Chairman and CEO, AltaCorp Capital
Notable board appointments Toronto Stock Exchange, AIMCo, Chrysler

HOT TOPIC: The professionalization of boards

“The board position used to be seen as an honour or a reward,” Gosbee says. “Now, going on a board is an absolutely serious matter. Your level of responsibility and accountability is greater than that of any advisor to the company – the lawyers, the accountants, the investment bankers. It has to be viewed not as a reward, but as something you have to put a lot of time and effort into. You have to exercise your fiduciary duty throughout the year. If people view that board position in a more serious manner, it will benefit the company and themselves.”

To prepare for increased responsibilities, many current and potential board members are seeking specialized credentials for being on a board. Leading the way in training directors is the Toronto-based Institute of Corporate Directors. “[Training] allows people on boards to have a greater awareness of the issues, rather than just joining a board because your buddy asked you to or because you own a bunch of shares,” Gosbee says.

John Brussa

Tax lawyer, Burnet, Duckworth & Palmer
Notable board appointments (past and present): Penn West Petroleum, Baytex Energy, North American Energy Partners

HOT TOPIC: Board composition

John Brussa says major technological changes over the last five to 10 years – particularly SAG D and fracking – have created stresses in oil and gas companies because many of them weren’t built for the new reality. “It’s created dislocation in the capital markets, stresses operationally and stress at the board level,” he says.

Brussa compares the extent of the upheaval to the transportation revolution spawned by the invention of the car. “You may have a bunch of board members who are experts in horse and carriage transportation,” he says, “but you don’t have too many who are experts in automobile transport.
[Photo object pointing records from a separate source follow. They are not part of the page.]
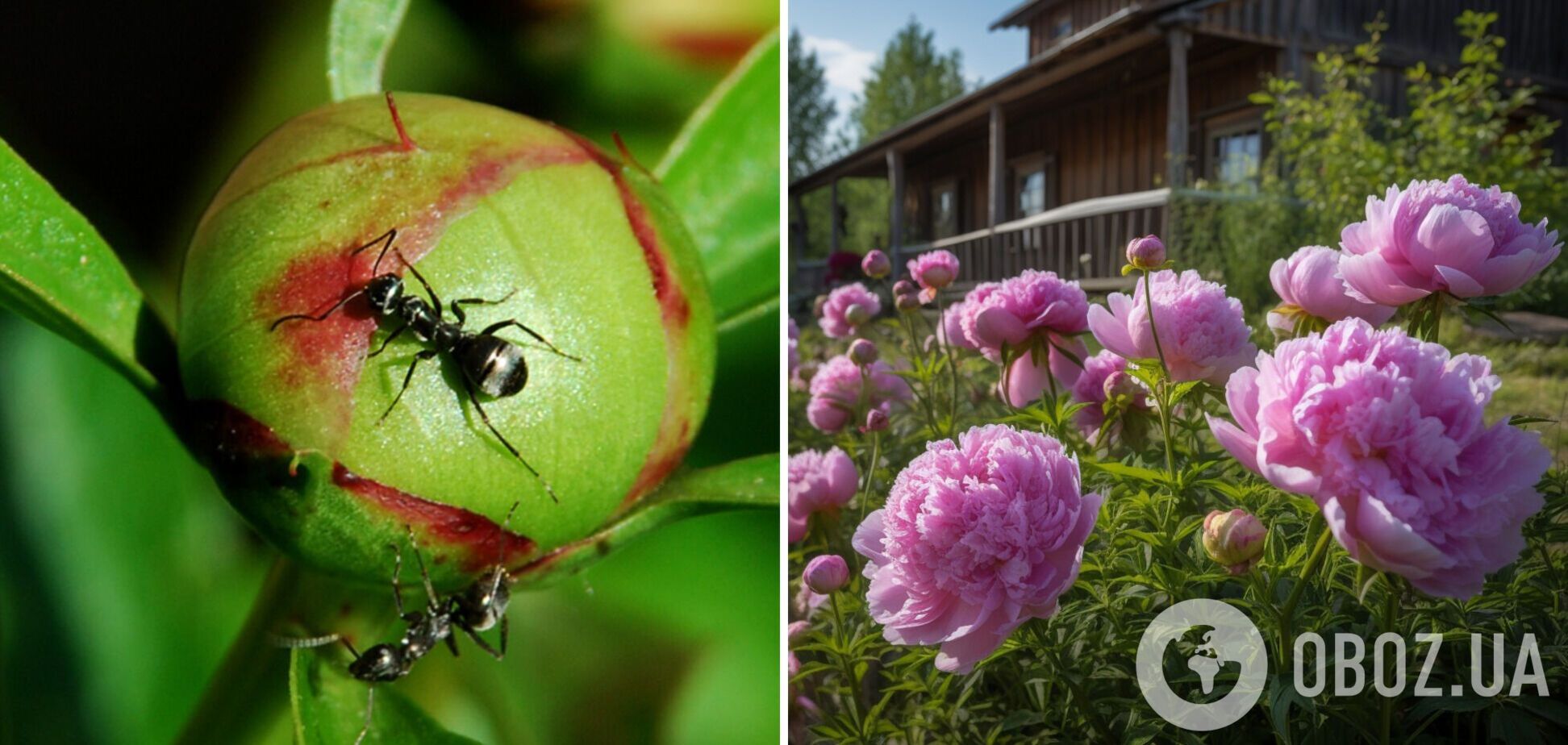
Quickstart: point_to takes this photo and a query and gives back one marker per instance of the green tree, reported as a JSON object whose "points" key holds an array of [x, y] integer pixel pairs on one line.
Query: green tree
{"points": [[910, 79], [1337, 146], [810, 110]]}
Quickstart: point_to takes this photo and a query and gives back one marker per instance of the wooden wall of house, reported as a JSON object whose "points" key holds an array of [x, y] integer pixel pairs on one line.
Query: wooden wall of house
{"points": [[1106, 140]]}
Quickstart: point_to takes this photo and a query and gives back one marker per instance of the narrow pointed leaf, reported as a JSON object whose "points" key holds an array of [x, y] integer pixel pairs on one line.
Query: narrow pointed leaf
{"points": [[358, 40]]}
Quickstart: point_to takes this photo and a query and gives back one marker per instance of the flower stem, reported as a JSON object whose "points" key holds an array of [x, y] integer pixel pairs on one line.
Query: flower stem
{"points": [[849, 668], [1287, 610], [948, 348]]}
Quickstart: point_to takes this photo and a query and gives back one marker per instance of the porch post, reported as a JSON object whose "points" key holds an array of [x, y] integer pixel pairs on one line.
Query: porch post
{"points": [[1178, 112], [836, 220], [998, 165], [895, 207]]}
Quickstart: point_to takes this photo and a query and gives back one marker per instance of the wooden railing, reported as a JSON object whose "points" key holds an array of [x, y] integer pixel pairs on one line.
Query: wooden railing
{"points": [[1082, 240]]}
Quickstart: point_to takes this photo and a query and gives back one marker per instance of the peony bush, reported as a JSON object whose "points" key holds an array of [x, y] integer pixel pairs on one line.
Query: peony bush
{"points": [[1043, 471]]}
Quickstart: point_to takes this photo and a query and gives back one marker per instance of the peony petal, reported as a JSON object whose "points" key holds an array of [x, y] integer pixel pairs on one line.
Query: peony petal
{"points": [[1111, 330], [996, 327], [1370, 278], [1239, 443]]}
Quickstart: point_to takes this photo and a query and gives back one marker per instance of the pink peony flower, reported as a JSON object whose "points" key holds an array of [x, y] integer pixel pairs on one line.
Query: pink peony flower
{"points": [[1443, 237], [1203, 331], [1091, 388], [952, 328], [976, 539], [933, 270], [1310, 283], [849, 308], [1036, 311], [836, 391], [1387, 433], [817, 482]]}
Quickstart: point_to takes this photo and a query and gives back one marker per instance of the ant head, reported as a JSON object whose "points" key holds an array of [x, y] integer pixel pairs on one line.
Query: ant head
{"points": [[383, 292], [380, 662]]}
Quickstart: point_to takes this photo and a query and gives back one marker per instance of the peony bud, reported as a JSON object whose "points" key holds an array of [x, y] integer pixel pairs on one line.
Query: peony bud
{"points": [[827, 574], [1147, 253], [875, 264], [1234, 539], [305, 436], [1121, 389], [875, 421], [863, 352]]}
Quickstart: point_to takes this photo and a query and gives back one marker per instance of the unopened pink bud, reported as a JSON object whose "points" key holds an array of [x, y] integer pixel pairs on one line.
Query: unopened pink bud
{"points": [[827, 574], [875, 264], [1234, 539], [1147, 253]]}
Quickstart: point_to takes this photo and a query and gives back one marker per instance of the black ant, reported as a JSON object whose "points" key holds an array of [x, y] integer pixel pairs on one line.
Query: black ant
{"points": [[490, 363], [477, 607]]}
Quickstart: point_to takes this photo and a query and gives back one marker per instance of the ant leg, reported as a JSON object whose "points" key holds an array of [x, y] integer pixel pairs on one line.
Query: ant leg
{"points": [[457, 305], [503, 441], [482, 643], [408, 377], [397, 572], [320, 317], [515, 322], [370, 705], [423, 574], [433, 298], [385, 343]]}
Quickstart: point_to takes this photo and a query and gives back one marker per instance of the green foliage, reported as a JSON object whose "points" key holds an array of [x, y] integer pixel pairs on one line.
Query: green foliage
{"points": [[123, 576], [1335, 143], [810, 110], [1071, 678], [56, 272], [910, 79], [358, 41]]}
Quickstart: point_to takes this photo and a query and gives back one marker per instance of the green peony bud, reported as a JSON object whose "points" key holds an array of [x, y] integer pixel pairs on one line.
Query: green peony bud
{"points": [[582, 248]]}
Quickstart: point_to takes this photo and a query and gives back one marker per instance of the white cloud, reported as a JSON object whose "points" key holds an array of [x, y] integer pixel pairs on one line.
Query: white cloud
{"points": [[845, 69], [844, 66]]}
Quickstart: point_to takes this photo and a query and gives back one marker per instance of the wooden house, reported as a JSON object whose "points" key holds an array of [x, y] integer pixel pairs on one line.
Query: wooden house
{"points": [[1061, 162]]}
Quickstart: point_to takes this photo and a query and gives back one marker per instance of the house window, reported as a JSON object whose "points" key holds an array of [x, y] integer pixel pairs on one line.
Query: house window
{"points": [[1061, 26], [1236, 151], [945, 209], [1031, 185]]}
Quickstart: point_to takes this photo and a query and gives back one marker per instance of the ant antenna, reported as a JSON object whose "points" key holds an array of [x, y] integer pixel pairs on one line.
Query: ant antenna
{"points": [[388, 237], [397, 121]]}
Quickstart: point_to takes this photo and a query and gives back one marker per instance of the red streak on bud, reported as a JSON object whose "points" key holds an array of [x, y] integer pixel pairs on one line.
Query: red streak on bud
{"points": [[711, 48], [397, 123], [672, 300], [483, 542], [332, 352]]}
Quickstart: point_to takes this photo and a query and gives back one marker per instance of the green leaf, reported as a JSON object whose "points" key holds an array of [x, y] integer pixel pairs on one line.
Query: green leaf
{"points": [[330, 706], [56, 270], [747, 482], [358, 40], [724, 176]]}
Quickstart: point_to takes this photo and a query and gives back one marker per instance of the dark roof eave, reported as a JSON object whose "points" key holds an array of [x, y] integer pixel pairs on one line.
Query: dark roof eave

The best car mechanics these days are not at the boardroom table.”

The challenge in this new reality for Albertan companies is to build a board of people with complementary skill sets. “You want someone with financial markets experience, someone with real life accounting experience, someone with geology, someone with engineering, someone with experience running a company.” If you can manage all that, Brussa says, the rewards are waiting. “If you’re on top of how the business has changed, there’s real money to be made,” he says. “If not, you’re roadkill.”

“[A board] is like a hockey team: You don’t want 23 stay-at-home defencemen, but you don’t want 23 flashy Russian left wingers, either.”